更にある動画にはとあるAVを販売する会社の事務所にて真っ暗な中。

誰もいないはずの部屋で呻く甲高い叫び声が急に部屋に響く様子が撮影された

動画がアップされていた。しかも事務所の奥には緑色の鬼火らしきものが見えた。

一瞬なので分からないが。それは何らかの悪霊に見えた。

のぴは興味を惹かれてその実際に悪霊の被害に遭っている

とあるアダルト(成人)向けのDVDやブルーレイを販売する会社へ行って

その悪霊がなんなのか?自分の目で確かめる事にした。

それは彼女の精神が大きく成長した証でもあった。

のぴはその場所へ向かう途中の電気屋の街頭テレビをふと見ると

番組の途中のニュース速報が流れていた。


www.youtube.com

『番組の途中ですがニュース速報です!

長い間、日本で活動停止中のだったあの一時期話題となった

『心の怪盗団ザ・レミリアスカーレット』が活動を再開したとの情報が入りました!!

情報によると元メンバーの2人と共に新しく再結成されたチームと手を組み活動を

再開しました。今日未明に予告状が現実(リアル)の人物に送られたようです。』

ニュースのキャプチャー画面には真っ赤な長四角の手紙に

『心の怪盗団ザ・レミリアスカーレット』のロゴマークがあり。

そして切り貼りした手作りのプリントの文字を

スタジオの女性アナウンサーはゆっくりと読み始めた。

若い女性の純粋に高校野球を応援する行為を冒涜し。女性の品位を損ない。

自分の正しさばかりを他人に押し付け。他人の主義主張を悪と決めつけ。

異なる他人の意見を否定し続け、真実を捻じ曲げ続け正義を押し付け。

自らの嘘を利用し、弱き女性やオタク。

反逆するものから示談金と称して大金を巻き上げる歪んだ正義の欲望を頂戴する。

以上。
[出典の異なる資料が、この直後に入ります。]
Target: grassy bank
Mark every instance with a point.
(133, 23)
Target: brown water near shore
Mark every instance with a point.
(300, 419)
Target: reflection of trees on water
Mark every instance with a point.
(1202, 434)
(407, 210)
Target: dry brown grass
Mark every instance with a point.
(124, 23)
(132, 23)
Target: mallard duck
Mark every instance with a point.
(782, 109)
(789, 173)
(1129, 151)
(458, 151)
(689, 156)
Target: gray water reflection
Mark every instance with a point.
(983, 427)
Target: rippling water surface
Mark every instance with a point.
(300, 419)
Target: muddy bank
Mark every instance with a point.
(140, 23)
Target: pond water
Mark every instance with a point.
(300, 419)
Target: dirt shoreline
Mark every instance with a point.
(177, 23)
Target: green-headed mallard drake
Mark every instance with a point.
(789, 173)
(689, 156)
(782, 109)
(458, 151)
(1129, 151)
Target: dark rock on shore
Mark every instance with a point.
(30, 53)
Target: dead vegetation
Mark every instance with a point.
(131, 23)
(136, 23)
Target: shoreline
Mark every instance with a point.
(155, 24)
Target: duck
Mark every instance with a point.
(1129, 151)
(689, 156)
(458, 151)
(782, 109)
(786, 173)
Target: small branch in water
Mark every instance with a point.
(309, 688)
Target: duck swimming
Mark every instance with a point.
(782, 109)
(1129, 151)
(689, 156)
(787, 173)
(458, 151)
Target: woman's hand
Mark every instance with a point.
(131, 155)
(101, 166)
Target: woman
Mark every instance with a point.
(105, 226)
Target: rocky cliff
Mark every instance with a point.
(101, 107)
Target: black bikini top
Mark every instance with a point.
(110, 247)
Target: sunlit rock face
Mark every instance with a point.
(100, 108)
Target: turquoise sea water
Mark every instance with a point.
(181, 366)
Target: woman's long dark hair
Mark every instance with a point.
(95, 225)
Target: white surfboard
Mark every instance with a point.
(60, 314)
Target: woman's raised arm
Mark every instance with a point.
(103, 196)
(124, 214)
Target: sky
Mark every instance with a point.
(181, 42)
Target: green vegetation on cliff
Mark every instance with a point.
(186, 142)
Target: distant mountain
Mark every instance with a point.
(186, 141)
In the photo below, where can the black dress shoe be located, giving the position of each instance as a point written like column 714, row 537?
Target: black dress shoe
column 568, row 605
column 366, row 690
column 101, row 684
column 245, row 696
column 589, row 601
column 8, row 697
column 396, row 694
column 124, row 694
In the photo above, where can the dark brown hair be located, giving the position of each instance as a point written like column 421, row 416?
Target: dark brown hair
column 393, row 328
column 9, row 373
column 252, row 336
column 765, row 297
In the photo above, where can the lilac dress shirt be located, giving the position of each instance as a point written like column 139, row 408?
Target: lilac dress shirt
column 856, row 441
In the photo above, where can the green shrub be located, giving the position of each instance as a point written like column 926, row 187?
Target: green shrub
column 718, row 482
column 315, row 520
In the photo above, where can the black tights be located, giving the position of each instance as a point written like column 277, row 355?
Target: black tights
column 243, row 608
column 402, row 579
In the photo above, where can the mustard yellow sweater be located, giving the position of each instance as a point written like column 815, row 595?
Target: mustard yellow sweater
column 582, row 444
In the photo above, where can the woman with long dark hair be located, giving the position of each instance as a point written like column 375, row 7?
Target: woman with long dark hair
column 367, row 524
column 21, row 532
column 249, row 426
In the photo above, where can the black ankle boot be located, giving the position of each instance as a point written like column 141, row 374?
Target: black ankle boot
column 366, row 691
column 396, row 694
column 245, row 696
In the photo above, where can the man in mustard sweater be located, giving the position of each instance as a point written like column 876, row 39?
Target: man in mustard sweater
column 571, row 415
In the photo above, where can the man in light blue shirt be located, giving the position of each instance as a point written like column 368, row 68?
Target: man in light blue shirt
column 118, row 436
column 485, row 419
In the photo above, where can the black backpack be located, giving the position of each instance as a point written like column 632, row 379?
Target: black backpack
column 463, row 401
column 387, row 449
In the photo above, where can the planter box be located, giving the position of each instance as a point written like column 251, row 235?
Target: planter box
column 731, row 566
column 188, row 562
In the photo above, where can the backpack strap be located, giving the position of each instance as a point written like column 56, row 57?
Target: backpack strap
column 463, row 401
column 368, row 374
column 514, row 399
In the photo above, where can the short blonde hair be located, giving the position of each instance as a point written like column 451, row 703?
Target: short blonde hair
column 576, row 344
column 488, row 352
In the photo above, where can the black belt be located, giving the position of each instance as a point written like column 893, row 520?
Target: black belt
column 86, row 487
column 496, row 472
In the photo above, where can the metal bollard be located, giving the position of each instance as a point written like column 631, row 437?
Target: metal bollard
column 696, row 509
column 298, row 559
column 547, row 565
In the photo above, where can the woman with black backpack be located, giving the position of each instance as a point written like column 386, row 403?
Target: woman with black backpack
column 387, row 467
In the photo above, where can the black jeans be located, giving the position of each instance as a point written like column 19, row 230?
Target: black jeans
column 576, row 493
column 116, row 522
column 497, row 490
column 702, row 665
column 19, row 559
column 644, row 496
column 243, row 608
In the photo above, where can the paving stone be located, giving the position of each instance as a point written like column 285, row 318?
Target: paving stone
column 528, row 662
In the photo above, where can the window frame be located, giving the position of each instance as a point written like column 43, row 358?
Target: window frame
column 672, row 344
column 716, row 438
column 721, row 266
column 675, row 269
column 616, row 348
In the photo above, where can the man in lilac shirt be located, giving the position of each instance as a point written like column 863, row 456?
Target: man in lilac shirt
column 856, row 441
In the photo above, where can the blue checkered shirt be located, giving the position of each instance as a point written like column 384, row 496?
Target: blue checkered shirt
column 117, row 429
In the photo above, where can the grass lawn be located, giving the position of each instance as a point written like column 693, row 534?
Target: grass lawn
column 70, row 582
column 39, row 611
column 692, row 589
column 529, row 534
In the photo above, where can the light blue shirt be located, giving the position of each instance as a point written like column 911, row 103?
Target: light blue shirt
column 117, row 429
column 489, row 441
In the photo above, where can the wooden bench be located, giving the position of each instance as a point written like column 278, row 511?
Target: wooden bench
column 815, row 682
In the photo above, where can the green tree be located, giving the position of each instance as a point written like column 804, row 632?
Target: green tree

自らの虚像を並べ立てて歪んだ正義の大罪人堀口英利殿。

心の怪盗団ザ・レミリアスカーレットより』とあります。

今回はあの堀口さんのようですね。」

のぴはテレビの画面をぼんやりと眺めつつも確かどこかで

元メンバーの2人を見たような・・・・・・。なんとなくそんな気がしたのだった。

のぴはあれこれ首を左右に捻りながらなんとか思い出そうとした。

それから気が付くと例の悪霊事件のあったAVを販売する会社の事務所の前にいた。